Pair: Private Michael Donaghy, 27th Foot, a survivor of the transport ship Charlotte, shipwrecked at Port Elizabeth in September 1854

Indian Mutiny 1857-59, no clasp (2376 Michl., Donaghy H.Ms. 27th Regt.) fitted with an unofficial Indian Mutiny type blank clasp; Army L.S. & G.C., V.R., small letter reverse (2376 Michl. Donaghy, 27th Foot) light contact marks, otherwise very fine (2) £600-£700

Michael Donaghy was born in the Parish of Cummer, near Clady, County Derry, and enlisted into the 27th Foot at Glasgow on 2 November 1849, aged 18. He served abroad in India for 7 years 215 days, and in South Africa for 9 days, having been shipwrecked at Port Elizabeth in the transport ship Charlotte, en route to India.

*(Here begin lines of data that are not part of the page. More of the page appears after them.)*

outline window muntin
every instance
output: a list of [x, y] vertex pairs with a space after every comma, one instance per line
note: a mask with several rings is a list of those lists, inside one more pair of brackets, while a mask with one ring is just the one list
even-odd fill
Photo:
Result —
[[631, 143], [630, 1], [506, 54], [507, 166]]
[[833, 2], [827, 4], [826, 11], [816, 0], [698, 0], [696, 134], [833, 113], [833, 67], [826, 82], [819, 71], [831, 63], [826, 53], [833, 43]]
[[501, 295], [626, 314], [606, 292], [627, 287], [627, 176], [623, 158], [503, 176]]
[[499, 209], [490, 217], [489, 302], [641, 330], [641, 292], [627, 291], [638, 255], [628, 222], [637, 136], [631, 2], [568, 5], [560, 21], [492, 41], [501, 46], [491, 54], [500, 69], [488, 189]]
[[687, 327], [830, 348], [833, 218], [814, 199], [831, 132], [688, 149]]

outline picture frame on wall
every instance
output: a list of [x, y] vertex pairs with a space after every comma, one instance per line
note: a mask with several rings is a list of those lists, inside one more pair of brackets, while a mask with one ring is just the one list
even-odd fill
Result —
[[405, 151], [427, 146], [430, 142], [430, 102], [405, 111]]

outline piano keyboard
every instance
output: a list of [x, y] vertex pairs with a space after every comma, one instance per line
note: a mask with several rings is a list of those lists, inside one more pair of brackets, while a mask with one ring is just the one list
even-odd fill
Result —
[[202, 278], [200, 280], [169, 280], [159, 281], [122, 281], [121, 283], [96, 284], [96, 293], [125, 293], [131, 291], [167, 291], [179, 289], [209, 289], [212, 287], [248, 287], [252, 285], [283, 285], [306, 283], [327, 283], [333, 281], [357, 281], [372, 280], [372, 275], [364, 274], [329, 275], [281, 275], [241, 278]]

He was discharged on termination of his second period of limited engagement, at Aldershot, on 20 February 1872. He was awarded the L.S. & G.C. medal without gratuity on 21 July 1870. Indian Mutiny medals were not authorised for the 27th Regiment until 1869 and unusually are named with the recipient’s regimental number, unlike the great majority that were issued earlier.

On 19 September 1854, the hired transport
Charlotte, with a detachment of the 27th Foot on board, bound for Calcutta, put into Port Elizabeth for water. The ship was under the command of Captain Affleck and had left Queenstown with five officers and 163 men of the 27th Foot, 14 women and 26 children and a crew of 24. On the day following her arrival a heavy storm blew up and at 5 o’clock the Charlotte signalled that her cables had parted; by 8 p.m. she had drifted ashore. During the night the wreck was pounded to pieces and at 1 a.m. on the 21st it broke in two, while thousands of onlookers lined the water’s edge unable to render any assistance.

The Port Elizabeth lifeboat made three journeys to the ship, which proved out of reach of the rocket apparatus, but on the fourth journey it was wrecked, all the crew escaping. By daybreak little of the
Charlotte remained, and 18 of the crew, 62 soldiers and, poignantly, 11 of the 14 women and all 26 of the children were drowned. The survivors numbered 115, including Captain Affleck who was saved by his son.

Sold with copied discharge papers and other research.